WHICH JAGUAR DID YOU MEAN?

Label unstructured data using Enterprise Knowledge Graphs 2

How to correctly link entities from text to your Knowledge Graph

This is the second part of the series about word sense induction and disambiguation (WSID) with knowledge graphs (KGs).

In this part we design a robuster approach that can work with a small corpus and induce senses quite quickly. The approach uses deep learning models, in particular pre-trained language models. In this article you will find a description of the method including illustrative examples, some analysis, code sample to reproduce the results and quickly start with your own task — if you have one.
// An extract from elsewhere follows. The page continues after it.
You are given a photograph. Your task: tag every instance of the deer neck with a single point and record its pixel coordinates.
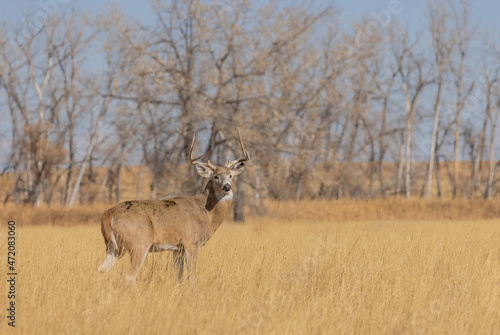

There are also a few interesting references and a link to our challenge!

We start from a quick recap of the problem statement from Part 1. If you are not interested in the problem statement you may proceed to the analysis of the method introduced in Part 1. If you are not interested in the analysis either you could jump over to the new method.

If you are new to the topic of (enterprise) knowledge graphs and would like to start building a KG for your organization I highly recommend the new book “The Knowledge Graph Cookbook” by our CEO Andreas Blumauer and our COO Helmut Nagy. You will get guidance and advice based on 20 years of experience implementing KGs in enterprises. Follow the link and get your free copy!

Acknowledgement

This work is part of the Prêt-à-LLOD project with the support from the European Union’s Horizon 2020 research and innovation programme under grant agreement no. 825182.

Table of Contents

= Introduction: Looking for concepts behind words

= = Running example — “Jaguars”

= Analysis of the WSID with co-occurrence graph

= New method

= = Clustering

= = Related work

= Code

= Conclusion

= = Next steps

= = References

Looking for concepts behind words

Simple examples like the one you will find below demonstrate that string matching with linguistic extensions is not enough to understand if a word represents a resource from the Knowledge Graph. We need to disambiguate words, that is to discover which concepts stand behind these words.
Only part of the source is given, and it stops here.